Trubus.id— Bagi Ranci Hodja dan perempuan lain di Kabupaten Halmahera Barat, Provinsi Maluku Utara, saloi bukan sekadar wadah. Secara harfiah saloi berupa keranjang berbentuk segitiga, terbuat dari anyaman rotan, bambu, dan kulit kayu serta menggunakan tali di kedua sisinya.
Tali itu memudahkan Ranci memikulnya atau cai (pikul). Bagian atas saloi lebih besar daripada bagian bawah yang lancip. Ranci tinggal di Desa Gamomeng, Kecamatan Sahu Timur, Kabupaten Halmahera Barat.
Ia tak terpisahkan dari saloi untuk menampung sekaligus membawa berbagai hasil panen dari kebun seperti pisang, buah-buahan, ubi-ubian, dan sayur. Bahkan perempuan di Halmahera Barat juga membawa kayu ke dalam saloi.
“Memang rasa kabaratan tapi itu tong parampuang pung tanggung jawab sudah karena torang yang urus makan di rumah,” kata Ranci.
Pernyataan itu bermakna membawa saloi itu berat tetapi itu tanggung jawab sebagai perempuan karena yang mengurus makanan di rumah. Namun, menurut Ranci dengan membawa saloi justru menjadi solusi.
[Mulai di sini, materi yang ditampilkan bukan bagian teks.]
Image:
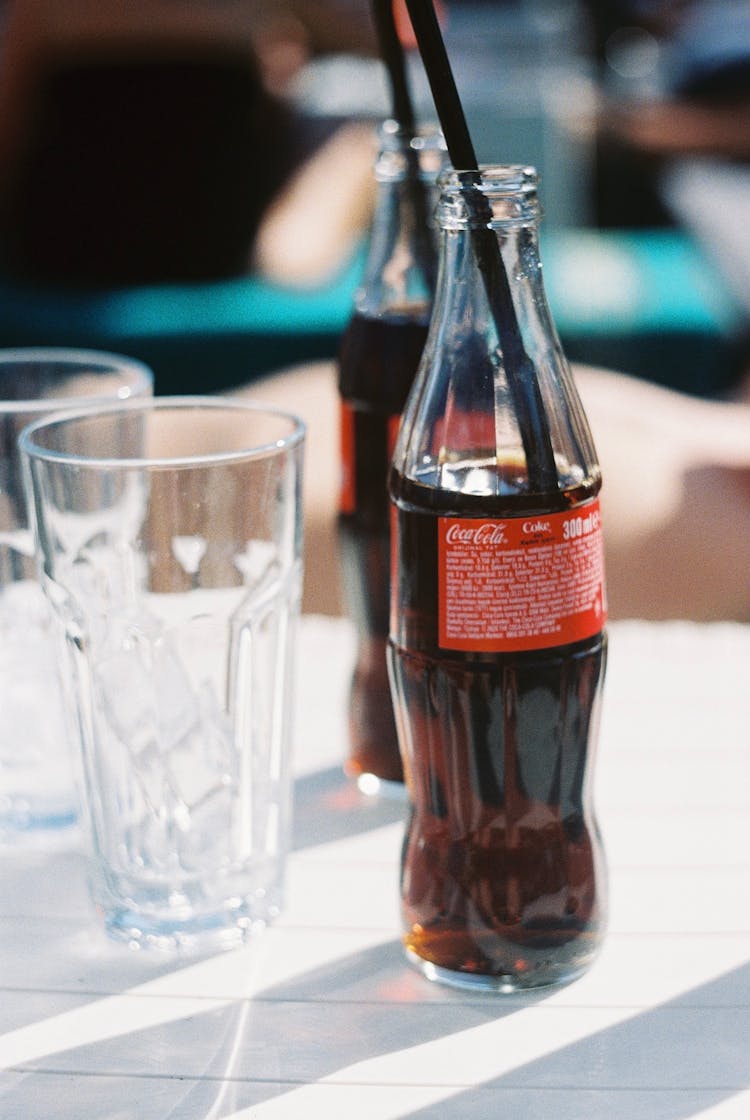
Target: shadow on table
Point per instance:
(329, 806)
(662, 1063)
“Kalau bisa bawa samua dari kobong, kan so ringan, jadi tar perlu bali lagi. Tinggal tong mumasa saja untuk paitua deng ana-anak di rumah,” imbuh Ranci. Maksud Ranci adalah, kalau bisa dibawa semua dari kebun, kan sudah ringan, jadi tidak perlu beli lagi. Tinggal kami masak saja untuk suami dan anak-anak.
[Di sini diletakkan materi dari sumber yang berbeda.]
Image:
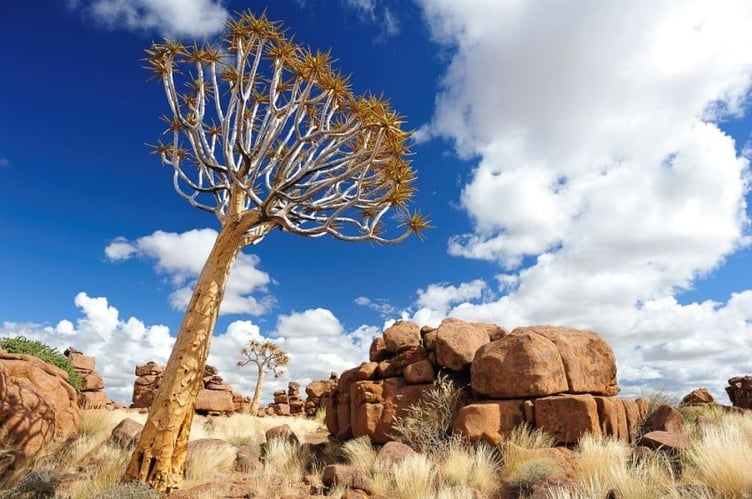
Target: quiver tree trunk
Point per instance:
(257, 391)
(159, 457)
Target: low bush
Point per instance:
(51, 355)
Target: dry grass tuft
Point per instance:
(210, 463)
(360, 453)
(528, 437)
(472, 467)
(720, 457)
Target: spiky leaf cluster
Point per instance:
(266, 355)
(262, 123)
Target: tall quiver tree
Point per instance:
(265, 134)
(267, 356)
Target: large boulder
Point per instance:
(214, 402)
(740, 391)
(567, 417)
(37, 404)
(373, 405)
(490, 421)
(544, 360)
(457, 341)
(400, 335)
(92, 395)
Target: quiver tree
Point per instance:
(268, 358)
(266, 135)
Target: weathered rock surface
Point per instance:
(37, 404)
(699, 396)
(567, 417)
(558, 379)
(92, 395)
(740, 391)
(400, 335)
(457, 341)
(126, 433)
(545, 360)
(665, 440)
(214, 398)
(490, 421)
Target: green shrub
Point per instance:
(37, 484)
(22, 345)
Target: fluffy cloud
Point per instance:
(434, 301)
(380, 305)
(182, 256)
(375, 11)
(314, 339)
(594, 130)
(118, 345)
(193, 18)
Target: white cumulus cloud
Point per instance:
(175, 18)
(315, 340)
(181, 256)
(594, 131)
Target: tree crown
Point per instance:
(266, 355)
(260, 124)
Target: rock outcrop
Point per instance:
(561, 380)
(215, 397)
(740, 391)
(318, 392)
(92, 394)
(37, 404)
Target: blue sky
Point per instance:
(584, 164)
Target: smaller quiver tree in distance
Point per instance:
(268, 358)
(265, 135)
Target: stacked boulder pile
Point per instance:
(92, 395)
(740, 391)
(215, 398)
(318, 393)
(558, 379)
(37, 405)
Saloi identik dengan perempuan karena biasanya dibawa oleh perempuan di Halmahera Barat. Bukan berarti laki-laki terlarang membawa saloi. Hampir dapat dipastikan, perempauan tani Halmahera Barat yang berangkat maupun pulang dari kebun membawa saloi. Jadi, saloi begitu dekat dan melekat dengan perempuan.
Saat menuju kebun, perempuan mengisi saloi dengan makanan yang siap dinikmati ketika beristirahat siang. Selain itu, mereka juga memanfaatkan saloi untuk membawa berbagai sarana produksi untuk bekerja di kebun antara lain parang, alat pencabut rumput, dan alat pembuatan kopra.
Bisa dibilang saloi merupakan wadah multifungsi yang selalu melekat dengan perempuan Halmahera Barat. Saloi sangat bermanfaat saat perempuan tani kembali dari kebun bersama suami karena berfungsi untuk meletakkan semua hasil panen.
Saat itu saloi terisi penuh dan padat dengan pisang mulu bebe, dan pisang goroho, ubi kayu (kasbi), keladi (bête), serta ubi jalar (batata). Saloi juga berisi sayuran, buah, serta berbagai bumbu masak seperti jahe (guraka), serai (guramakusu), cabai (rica), kunyit (kuning), daun kemangi (balakama), dan kayu bakar.
Padatnya isi saloi membuat beban perempuan di Halmahera Barat makin berat jika dipikul. Mereka memikul beban itu saat pulang ke rumah. Bisa dibayangkan betapa beratnya beban yang dipikul perempuan di pundak dan punggungnya dengan saloi.
Hal itu menunjukkan bahwa perempuan sangat memiliki rasa dan bertanggung jawab terhadap pemenuhan pangan keluarga. Walaupun berat, perempuan di Halmahera Barat tetap mengambil tanggung jawab membawa saloi sampai di rumah.
Padahal, jarak kebun dan rumah bisa mencapai lebih dari 2 kilometer dan dilalui dengan berjalan kaki. Bahkan ada yang mendaki gunung dan menuruni lembah. Itulah perjuangan hidup seorang perempuan di Halmahera Barat sebagai ibu rumah tangga.
Walaupun berat, tetapi perempuan di Bumi Saloi Sirimoi tidak mengeluh. Mereka bangga dapat mengisi penuh saloi dengan berbagai hasil panen yang diolah untuk memenuhi kebutuhan pangan keluarga. Jadi, di dalam saloi terdapat pangan sumber karbohidrat, sayur (sumber vitamin dan mineral), dan protein akan diolah untuk dihidangkan di meja makan.
Dengan begitu anak-anak dan suami serta semua anggota keluarga dapat menikmati hidangan yang tersaji. Saloi menjadi identitas budaya dan atribut yang melengkapi perilaku usaha tani masyarakat di Halmahera Barat khususnya perempuan.